My photo essay on minors in prison was published in the European press (The Independent, Le Monde Magazine, The Sunday Times, Liberation, NZZ, El País Semanal,…) but the story did not transcend beyond acquainting a broad audience with this tragedy. If I desired to truly help these jailed minors, my obligation was to take it one step further. The result has been to create FREE MINOR AFRICA (FMA), a project that offers legal aid and bail payments to those incarcerated for minor offenses. We will also help in their reinsertion back into society. It is fundamental to offer shelter to newly freed youth that have completed their sentence, but have no family or home to go to.
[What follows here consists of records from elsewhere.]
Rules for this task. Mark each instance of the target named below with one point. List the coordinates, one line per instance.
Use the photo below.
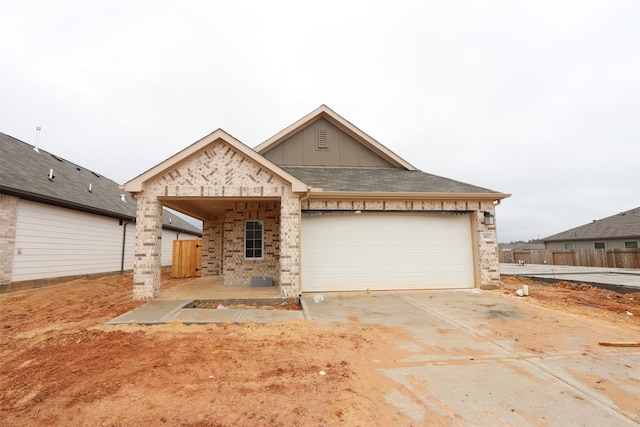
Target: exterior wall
(342, 150)
(56, 242)
(590, 244)
(9, 215)
(217, 171)
(237, 270)
(290, 223)
(484, 236)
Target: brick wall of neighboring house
(484, 236)
(9, 215)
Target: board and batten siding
(57, 242)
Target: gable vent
(322, 143)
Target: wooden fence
(611, 258)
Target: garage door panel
(386, 252)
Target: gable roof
(623, 225)
(327, 113)
(386, 181)
(24, 173)
(135, 185)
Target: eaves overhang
(316, 193)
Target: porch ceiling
(204, 208)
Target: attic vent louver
(322, 143)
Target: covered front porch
(213, 287)
(250, 210)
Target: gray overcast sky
(538, 98)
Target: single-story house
(320, 206)
(620, 231)
(60, 220)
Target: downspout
(124, 241)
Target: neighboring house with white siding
(619, 231)
(60, 220)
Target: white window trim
(261, 241)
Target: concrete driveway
(465, 360)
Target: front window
(253, 238)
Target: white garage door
(349, 252)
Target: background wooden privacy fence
(187, 258)
(611, 258)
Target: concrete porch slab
(214, 288)
(151, 313)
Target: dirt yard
(60, 366)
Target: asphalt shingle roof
(24, 172)
(623, 225)
(380, 180)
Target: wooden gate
(187, 258)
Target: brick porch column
(290, 219)
(146, 267)
(9, 215)
(212, 247)
(487, 246)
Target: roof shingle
(380, 180)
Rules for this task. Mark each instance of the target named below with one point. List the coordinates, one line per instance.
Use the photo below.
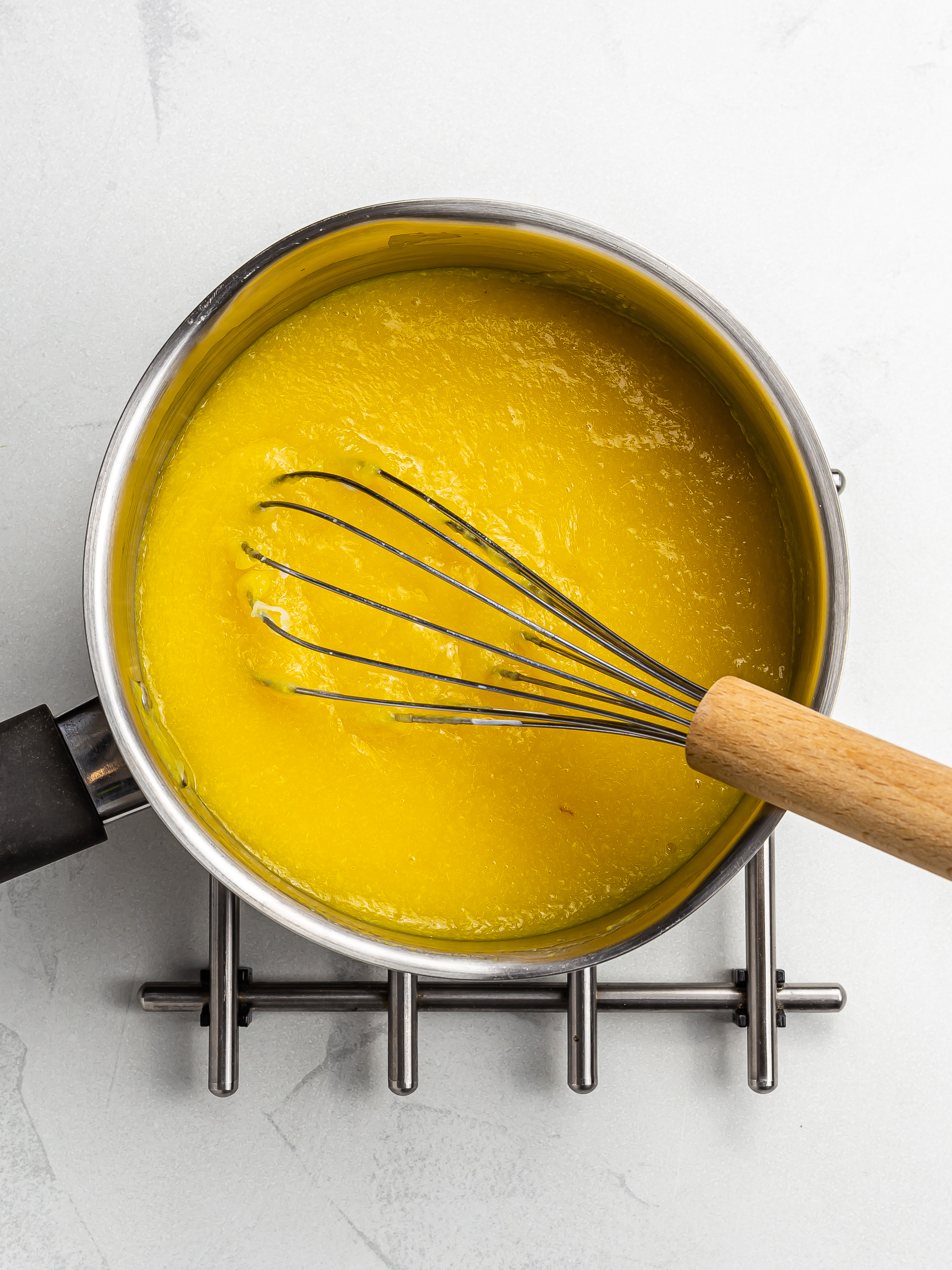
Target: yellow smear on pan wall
(579, 441)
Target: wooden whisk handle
(799, 760)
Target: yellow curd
(581, 443)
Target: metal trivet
(226, 997)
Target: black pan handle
(60, 781)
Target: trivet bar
(760, 999)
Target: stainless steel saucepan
(60, 780)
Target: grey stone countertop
(794, 158)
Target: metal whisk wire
(535, 588)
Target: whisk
(734, 732)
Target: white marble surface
(795, 159)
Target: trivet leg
(583, 1030)
(402, 1033)
(223, 990)
(762, 972)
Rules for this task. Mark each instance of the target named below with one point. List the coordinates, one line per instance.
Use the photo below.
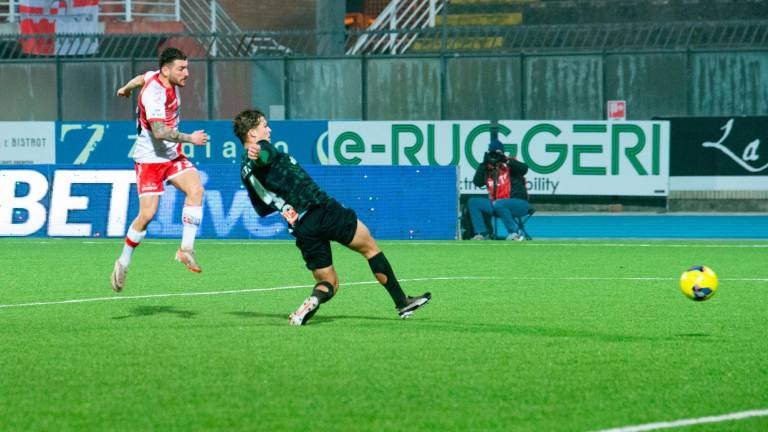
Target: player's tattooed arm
(136, 82)
(161, 131)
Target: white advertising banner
(27, 143)
(565, 157)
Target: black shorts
(318, 227)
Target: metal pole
(432, 5)
(214, 45)
(393, 27)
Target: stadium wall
(78, 201)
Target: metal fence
(511, 72)
(494, 40)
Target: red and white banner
(45, 26)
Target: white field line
(118, 297)
(689, 422)
(252, 290)
(448, 243)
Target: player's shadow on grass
(144, 311)
(553, 332)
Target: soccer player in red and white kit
(158, 158)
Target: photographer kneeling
(507, 194)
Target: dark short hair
(246, 121)
(169, 55)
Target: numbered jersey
(157, 103)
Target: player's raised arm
(136, 82)
(161, 131)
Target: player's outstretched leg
(191, 217)
(132, 241)
(321, 293)
(405, 305)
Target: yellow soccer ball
(698, 283)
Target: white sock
(191, 216)
(132, 240)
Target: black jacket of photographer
(490, 171)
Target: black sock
(380, 265)
(323, 296)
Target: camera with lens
(496, 157)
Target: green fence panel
(481, 88)
(325, 89)
(403, 89)
(564, 87)
(726, 84)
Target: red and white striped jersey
(157, 103)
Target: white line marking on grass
(688, 422)
(449, 243)
(250, 290)
(212, 293)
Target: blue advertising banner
(84, 201)
(111, 143)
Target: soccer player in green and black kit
(276, 182)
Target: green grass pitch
(539, 336)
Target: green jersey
(276, 182)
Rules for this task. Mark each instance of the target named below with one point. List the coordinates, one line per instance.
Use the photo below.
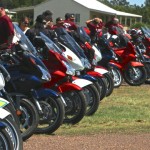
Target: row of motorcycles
(60, 80)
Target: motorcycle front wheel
(103, 84)
(117, 77)
(135, 76)
(5, 140)
(13, 131)
(52, 115)
(76, 106)
(110, 83)
(29, 118)
(92, 99)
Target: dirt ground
(91, 142)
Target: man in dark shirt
(95, 26)
(6, 30)
(69, 22)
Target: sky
(137, 2)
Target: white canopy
(98, 6)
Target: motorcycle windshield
(68, 41)
(27, 46)
(24, 41)
(83, 36)
(50, 44)
(145, 31)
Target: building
(83, 10)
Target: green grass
(126, 110)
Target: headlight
(86, 63)
(70, 69)
(78, 73)
(2, 81)
(46, 76)
(94, 62)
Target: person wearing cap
(59, 23)
(49, 20)
(6, 30)
(24, 24)
(95, 26)
(69, 22)
(40, 26)
(113, 22)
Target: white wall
(61, 7)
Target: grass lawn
(126, 110)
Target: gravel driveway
(91, 142)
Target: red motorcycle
(80, 95)
(133, 71)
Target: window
(77, 18)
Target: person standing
(24, 24)
(95, 26)
(6, 30)
(69, 22)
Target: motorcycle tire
(10, 108)
(5, 140)
(131, 79)
(54, 116)
(76, 106)
(98, 87)
(92, 99)
(103, 84)
(14, 132)
(110, 83)
(117, 77)
(29, 118)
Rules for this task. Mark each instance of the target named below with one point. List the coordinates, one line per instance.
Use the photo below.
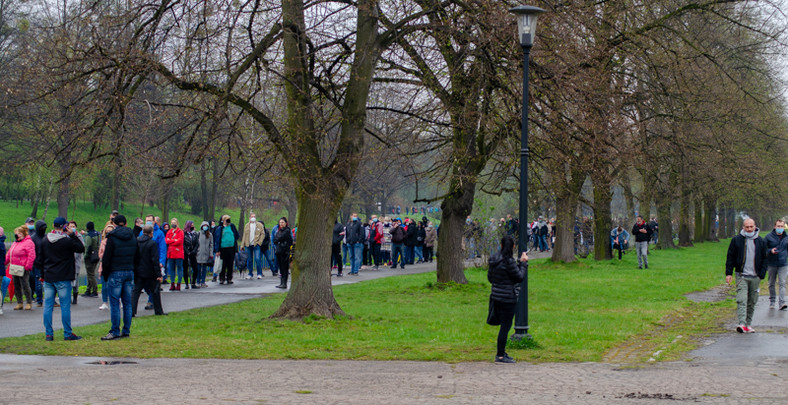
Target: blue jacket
(158, 237)
(217, 237)
(781, 243)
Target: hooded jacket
(22, 253)
(505, 274)
(38, 238)
(175, 243)
(120, 252)
(780, 242)
(737, 251)
(57, 261)
(147, 258)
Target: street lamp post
(526, 30)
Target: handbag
(492, 315)
(15, 269)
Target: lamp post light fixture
(526, 31)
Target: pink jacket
(22, 253)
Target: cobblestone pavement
(32, 379)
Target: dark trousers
(190, 269)
(428, 253)
(375, 249)
(152, 287)
(283, 259)
(505, 313)
(228, 258)
(336, 255)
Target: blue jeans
(254, 259)
(356, 250)
(397, 253)
(172, 265)
(63, 289)
(120, 284)
(203, 272)
(419, 251)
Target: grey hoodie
(749, 256)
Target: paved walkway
(730, 369)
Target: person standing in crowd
(619, 239)
(397, 244)
(355, 240)
(92, 241)
(147, 272)
(120, 256)
(429, 242)
(411, 235)
(747, 257)
(505, 276)
(79, 260)
(337, 234)
(22, 253)
(642, 233)
(103, 247)
(777, 263)
(204, 252)
(138, 223)
(57, 251)
(175, 255)
(375, 241)
(255, 237)
(191, 269)
(225, 241)
(35, 275)
(283, 240)
(421, 236)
Since 2013 me with two local teachers created the only school in the prison for young inmates called approved school. Since then and untill the year 2020 we are offering scholarization and facilitating the family reintegration of young people in their families.
PADEMBA ROAD PRISON
Mohamed Conteh, fourteen years old, was accused of possessing a small quantity of marihuana and spent four days in the police station without food. To be released, the police had asked for 30,000 leones (7.5 euros) which he did not have. After several months in prison, he was sentenced to three years in jail or pay a bail of 100,000 leones (25 Euros). Mohamed was a street urchin—after 10 years of civil war, thousands of orphans arrived to live on the streets of Freetown.
One of the endemic ills of the Sierra Leone justice system is that inmates spend years awaiting trial and sentencing. In 2004, Abdul Karim Sesay was sent to Pademba Road Prison with thirteen years of age. At the end of 2010, he was still awaiting trial, accused for being a member of a gang involved in a murder. Abdul has not received any legal aid and does not know the status of his case.
Abdul Moresey arrive to Pademba in 2007 as a child. He was charged with murder. The facts are that Abdul went to the river with his best friend and this was drowned. The child´s family accused Abdul of murder and he is four years pending trial.
Sentencing in this country is abnormally harsh, and the Sierra Leone government has pronounced that criminal responsibility begins at age ten, which is in clear conflict with the Convention for Child Rights ratified by the same government in 1990.
The third time I visited the prison, journalist John Carlin accompanied me. During those days, we were lucky to coincide with Abdul Sesay´s ongoing trial. Abdul was a sixteen-year-old boy that I had met months before in protective custody, the most difficult section to be in. He had not eaten nor drunken any water that day; he felt too weak to fight for his share of rice.
During the trial, we were able to release Abdul by paying a bail of 60 euros and presenting two people as guarantors, and sent him back to his family in his village. This saved Abdul from returning to Pademba Road prison to complete his 3-year sentence.
This work was mostly shot in Pademba Road Prison where 32 children, between the years of 14 and 17, share prison life with 1,300 adults.